# Rotational Trading Systems



## Gringotts Bank (30 October 2013)

Looking for info on how to do a rotational trading system with blue chips or ETFs.

Thanks.


----------



## So_Cynical (30 October 2013)

Rotational as in rotating capital between 2 or 3 stocks/ETF's


----------



## sinner (30 October 2013)

http://papers.ssrn.com/sol3/papers.cfm?abstract_id=1585517


Relative Strength Strategies for Investing

Mebane T. Faber

Cambria Investment Management

April 1, 2010

Abstract:     
The purpose of this paper is to present simple quantitative methods that improve risk-adjusted returns for investing in US equity sectors and global asset class portfolios. A relative strength model is tested on the French-Fama US equity sector data back to the 1920s that results in increased absolute returns with equity-like risk. The relative strength portfolios outperform the buy and hold benchmark in approximately 70% of all years and returns are persistent across time. The addition of a trend-following parameter to dynamically hedge the portfolio decreases both volatility and drawdown. The relative strength model is then tested across a portfolio of global asset classes with supporting results.


----------



## tech/a (30 October 2013)

Simply put

Trade the best trending stocks say 5 
When another stock outperforms one 
In the group change from the old to the new.

Rince and repeat.


----------



## Gringotts Bank (31 October 2013)

Thanks all for the input.


----------



## minwa (5 November 2013)

IVE, QQQ, SPY, MDY, IJS, IJT and IWM

Choose to buy and hold the 2 (only 2 of the small list below) that have the highest
current annual performance. We will check that annual performance at the
beginning of each month.

If there is a change we will sell the ETF that leaves the top 2 and buy the ETF that
enters the top 2. Some months nothing changes, some months only one changes out
and some months both change out.

Percentage Returns
Year ETF Strategy vs S & P 500 Index
1998 41.80 vs 26.67
1999 61.73 vs 19.53
2000 -2.25 vs -10.14
2001 -3.09 vs -13.04
2002 -14.09 vs -23.37
2003 43.43 vs 26.38
2004 12.08 vs 8.99
2005 -1.89 vs 3.00
2006 13.28 vs 13.62
2007 6.77 vs 3.53
2008 -41.00 vs -38.49
2009 21.29 vs 23.45
2010 16.97 vs 12.78
2011 7.97 vs 5.94 (through 4/01/2011)

Average return 9.14 vs 2.42

Average 10 trades per year and average holding time of 70 days.


----------



## xxx (23 October 2016)

minwa said:


> IVE, QQQ, SPY, MDY, IJS, IJT and IWM
> 
> Choose to buy and hold the 2 (only 2 of the small list below) that have the highest
> current annual performance. We will check that annual performance at the
> ...





Hi,
I'm working at the same program.

But I would like to buy not each month the 5 best ones. I would like to buy every third month the 5 best ones.
Could you help me with this? 

I tried to do it like my code but it does not work.
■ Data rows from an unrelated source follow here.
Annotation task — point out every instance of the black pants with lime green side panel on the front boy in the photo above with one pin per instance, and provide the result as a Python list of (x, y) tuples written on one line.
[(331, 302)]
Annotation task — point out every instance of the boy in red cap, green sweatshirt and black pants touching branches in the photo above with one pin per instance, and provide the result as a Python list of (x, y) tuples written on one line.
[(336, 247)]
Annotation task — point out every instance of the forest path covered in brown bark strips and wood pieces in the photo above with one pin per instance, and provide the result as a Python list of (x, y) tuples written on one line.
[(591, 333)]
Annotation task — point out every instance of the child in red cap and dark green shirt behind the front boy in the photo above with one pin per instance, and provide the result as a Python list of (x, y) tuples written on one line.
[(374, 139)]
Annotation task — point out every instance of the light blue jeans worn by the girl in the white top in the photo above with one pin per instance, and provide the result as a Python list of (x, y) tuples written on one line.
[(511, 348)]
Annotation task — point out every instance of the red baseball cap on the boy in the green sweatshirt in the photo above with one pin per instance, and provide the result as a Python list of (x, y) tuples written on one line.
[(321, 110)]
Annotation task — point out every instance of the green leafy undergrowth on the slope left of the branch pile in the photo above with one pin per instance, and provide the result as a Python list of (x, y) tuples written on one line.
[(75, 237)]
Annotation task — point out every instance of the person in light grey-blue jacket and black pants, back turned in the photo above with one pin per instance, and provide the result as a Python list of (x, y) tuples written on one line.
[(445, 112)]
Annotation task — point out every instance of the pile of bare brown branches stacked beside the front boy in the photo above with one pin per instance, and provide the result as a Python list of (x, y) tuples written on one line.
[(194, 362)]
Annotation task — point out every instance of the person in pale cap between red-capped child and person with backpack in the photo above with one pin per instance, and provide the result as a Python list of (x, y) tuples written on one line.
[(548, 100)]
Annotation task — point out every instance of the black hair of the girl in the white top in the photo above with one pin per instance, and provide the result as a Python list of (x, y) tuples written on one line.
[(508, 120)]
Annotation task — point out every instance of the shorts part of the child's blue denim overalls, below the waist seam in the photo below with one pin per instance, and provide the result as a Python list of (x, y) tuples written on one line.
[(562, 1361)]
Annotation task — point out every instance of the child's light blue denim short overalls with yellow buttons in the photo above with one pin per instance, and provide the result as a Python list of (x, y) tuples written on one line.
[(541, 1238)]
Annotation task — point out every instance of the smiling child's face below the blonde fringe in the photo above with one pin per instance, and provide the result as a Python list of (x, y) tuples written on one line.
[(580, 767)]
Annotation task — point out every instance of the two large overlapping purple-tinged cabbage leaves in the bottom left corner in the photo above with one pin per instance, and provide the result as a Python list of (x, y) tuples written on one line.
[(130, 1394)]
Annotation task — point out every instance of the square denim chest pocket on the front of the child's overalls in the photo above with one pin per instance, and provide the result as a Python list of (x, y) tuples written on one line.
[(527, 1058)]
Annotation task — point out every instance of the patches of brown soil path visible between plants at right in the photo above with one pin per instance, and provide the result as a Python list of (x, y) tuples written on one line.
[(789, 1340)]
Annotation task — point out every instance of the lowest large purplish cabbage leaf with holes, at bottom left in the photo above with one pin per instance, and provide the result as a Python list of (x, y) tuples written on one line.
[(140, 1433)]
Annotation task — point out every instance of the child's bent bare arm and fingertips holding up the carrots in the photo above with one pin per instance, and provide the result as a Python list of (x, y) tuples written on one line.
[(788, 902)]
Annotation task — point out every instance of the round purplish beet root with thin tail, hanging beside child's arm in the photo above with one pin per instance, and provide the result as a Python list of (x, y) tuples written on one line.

this is my code - could you reread it?
I would be very happy about help.

_SECTION_BEGIN("TTTT");


SetTradeDelays (0,0,0,0);

SetBacktestMode(backtestRotational);

SetOption("UsePrevBarEquityForPosSizing", True); // use previous bar opening equity to perform position sizing
SetOption("MinShares", 1); // minimum number of shares required to open the position in the backtester
SetOption("AllowPositionShrinking", True);
SetOption("AccountMargin",100); // Gewinnmarge 100 = keine Begrenzung

MaxOpenPositions = 5;
SetOption("WorstRankHeld", MaxOpenPositions ); // worst rank of symbol to be held in trading mode
SetOption("MaxOpenPositions", MaxOpenPositions);
SetOption("SeparateLongShortRank", True );
SetOption("MaxOpenLong", 5); // 5 beste Aktien raussuchen
SetOption("MaxOpenPositions",5);

newMonth = Month() != Ref(Month(), -1);


Nmonths = 3;

rotate = newMonth AND Cum(newmonth) % Nmonths==0;

perf = TimeFrameGetPrice("O", inMonthly, -1); // get monthly Open price 1 month ago
perf1 = TimeFrameGetPrice("O", inMonthly, -2); // get monthly Open price 2 month ago


score= 100*((perf- perf1)/perf1) + 100;

PositionSize = -100/MaxOpenPositions;

PositionScore = IIf(rotate,PositionScore,scoreNoRotate);
// scoreNoRotate = already open trades should be kept and no new trades entered


----------